Are You Now Seriously Thinking of Purchasing a Home That You’re Already About To Complete That 20% Down Payment Very Soon?

If you’re serious about buying a home, you’ve probably already looked at different home mortgage loans and may have an idea of the size of down payment you will need. Although nearly every online mortgage calculator starts out with a 20% down payment, it’s not essential for you to save this much money. You may be able to qualify for a down payment assistance program that can cover all or part of the down payment. FHA loans can require you to pay as little as 3.5% down, while if you’re a qualified veteran, you can buy a house with no money down through the VA home mortgage program.

Let’s look at a more general situation, however. If you want to buy a $500,000 house, do you really need to put $100,000 down, and pay for all your moving costs? Probably not — but let’s say you do — how long should it take for you to save $100,000?
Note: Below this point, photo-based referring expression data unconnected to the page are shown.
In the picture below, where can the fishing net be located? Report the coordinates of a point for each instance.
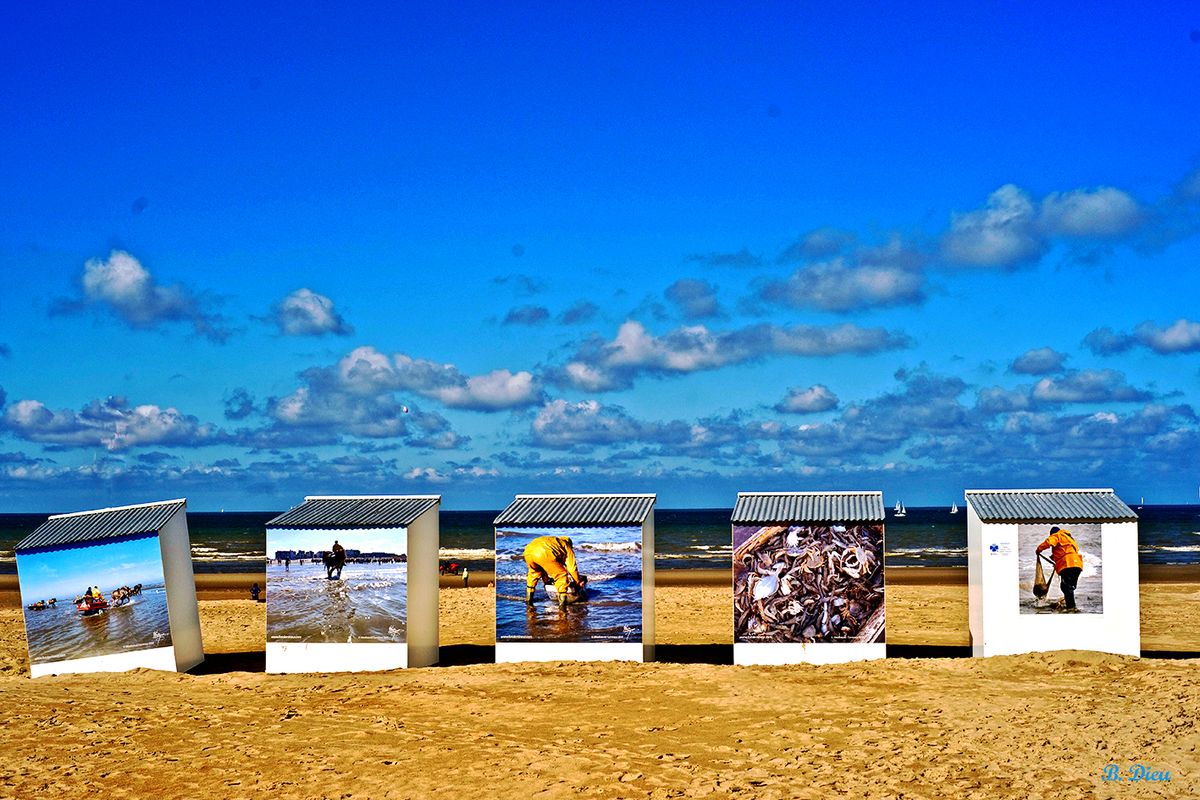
(1039, 581)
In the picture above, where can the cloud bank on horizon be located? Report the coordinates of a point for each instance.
(749, 301)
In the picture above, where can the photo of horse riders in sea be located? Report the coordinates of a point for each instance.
(336, 588)
(119, 600)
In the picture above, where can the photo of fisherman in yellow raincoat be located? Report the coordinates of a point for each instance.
(573, 583)
(551, 561)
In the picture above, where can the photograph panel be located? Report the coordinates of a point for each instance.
(808, 583)
(569, 584)
(1060, 569)
(94, 600)
(337, 585)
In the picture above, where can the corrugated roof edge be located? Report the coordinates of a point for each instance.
(747, 494)
(136, 505)
(1131, 517)
(965, 492)
(373, 497)
(616, 494)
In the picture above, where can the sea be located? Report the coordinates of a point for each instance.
(685, 539)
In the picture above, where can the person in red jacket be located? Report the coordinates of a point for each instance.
(1068, 561)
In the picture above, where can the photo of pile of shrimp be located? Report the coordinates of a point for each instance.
(808, 583)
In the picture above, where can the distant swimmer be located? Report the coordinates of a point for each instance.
(1068, 563)
(551, 560)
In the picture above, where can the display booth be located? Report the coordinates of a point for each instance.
(808, 577)
(111, 590)
(1051, 570)
(575, 578)
(352, 584)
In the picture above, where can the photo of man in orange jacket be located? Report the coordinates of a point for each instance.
(551, 560)
(1068, 561)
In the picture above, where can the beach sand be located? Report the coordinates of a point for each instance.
(1038, 726)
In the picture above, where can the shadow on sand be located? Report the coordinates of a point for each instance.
(219, 663)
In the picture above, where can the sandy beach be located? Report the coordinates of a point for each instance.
(1014, 726)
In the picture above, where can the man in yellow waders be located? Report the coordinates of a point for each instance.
(1068, 563)
(551, 559)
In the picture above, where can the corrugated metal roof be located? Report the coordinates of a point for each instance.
(106, 523)
(808, 506)
(1049, 505)
(577, 510)
(319, 512)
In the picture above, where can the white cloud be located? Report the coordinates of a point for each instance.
(1098, 212)
(125, 287)
(1181, 336)
(695, 299)
(837, 286)
(306, 313)
(1003, 233)
(1038, 361)
(808, 401)
(365, 372)
(427, 475)
(603, 366)
(112, 423)
(1087, 386)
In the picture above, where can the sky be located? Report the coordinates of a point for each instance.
(262, 252)
(69, 572)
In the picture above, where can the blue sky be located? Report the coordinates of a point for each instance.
(258, 253)
(67, 573)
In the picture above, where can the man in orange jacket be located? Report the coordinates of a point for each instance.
(551, 559)
(1068, 563)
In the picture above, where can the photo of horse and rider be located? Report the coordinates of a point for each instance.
(337, 587)
(1061, 569)
(569, 584)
As to saving for a down payment on a house, you shouldn’t mix your down payment savings in with your emergency funds. Some financial advisers counsel that you should have at least six months in emergency funds, in case you fall ill, lose your job, or have another unexpected financial setback.
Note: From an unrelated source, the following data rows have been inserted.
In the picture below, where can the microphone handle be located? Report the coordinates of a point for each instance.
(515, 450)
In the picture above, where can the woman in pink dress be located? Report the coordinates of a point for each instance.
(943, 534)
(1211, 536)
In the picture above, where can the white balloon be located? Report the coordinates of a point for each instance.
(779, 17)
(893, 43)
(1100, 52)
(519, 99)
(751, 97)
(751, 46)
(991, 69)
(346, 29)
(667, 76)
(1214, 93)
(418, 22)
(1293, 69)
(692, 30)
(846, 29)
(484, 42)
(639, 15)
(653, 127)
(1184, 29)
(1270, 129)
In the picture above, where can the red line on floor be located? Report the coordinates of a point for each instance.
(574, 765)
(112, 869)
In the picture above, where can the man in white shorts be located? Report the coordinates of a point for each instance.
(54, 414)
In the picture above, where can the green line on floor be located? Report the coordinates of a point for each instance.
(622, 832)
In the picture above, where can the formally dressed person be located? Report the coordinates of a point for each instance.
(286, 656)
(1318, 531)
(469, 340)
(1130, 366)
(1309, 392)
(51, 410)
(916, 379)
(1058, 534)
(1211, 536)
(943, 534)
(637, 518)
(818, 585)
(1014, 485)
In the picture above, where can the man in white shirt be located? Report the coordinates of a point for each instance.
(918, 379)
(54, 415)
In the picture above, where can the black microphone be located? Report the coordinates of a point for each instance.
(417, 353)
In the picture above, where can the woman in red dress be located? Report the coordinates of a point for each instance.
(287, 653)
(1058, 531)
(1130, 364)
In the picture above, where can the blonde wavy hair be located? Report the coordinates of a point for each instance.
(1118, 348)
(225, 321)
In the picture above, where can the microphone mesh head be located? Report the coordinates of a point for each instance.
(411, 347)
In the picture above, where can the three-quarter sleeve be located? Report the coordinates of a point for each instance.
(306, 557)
Once you’ve selected a goal for your down payment savings, let’s say $100,000, you’ll need to establish a plan. What could you use to start the account? A lot of people have plans for their tax refund. So, let’s say you’ll get a $5,000 tax refund this year. Only $95,000 to go, right?

Get the best interest rate you can find

The average bank or credit union savings account paid only .8% interest in 2019, according to Bankrate. You’ll want to find another savings alternative. Look for a savings or investment product that will pay at least 2% interest. Some programs require you to have a minimum deposit, but if you’ve got $5,000 to start the account, this should qualify you for most interest-earning savings accounts.

If you start your down payment savings plan with $5,000 from your tax refund and put $1,500 a month in your savings account, after 60 months (5 years), you’ll have contributed a total of $90,000 to the account and earned over $5,048 in interest for a total of $100,048. 

If this sounds “un-doable,” ask yourself if there is any way you can free up $1,000 to $1,500 a month for savings. This is how people build financial security and move beyond living “paycheck to paycheck.”

Obviously, if you can find savings or investment plans that will pay more than 2% interest, or you can afford to save more than $1,500 a month, you’ll have your down payment in less than five years. You may want to investigate robo-advisers or alternative savings plans. Just keep in mind that if your savings are in uninsured brokerage accounts, you can lose money. Balance safety with potential earnings for your best plan to save money for a down payment.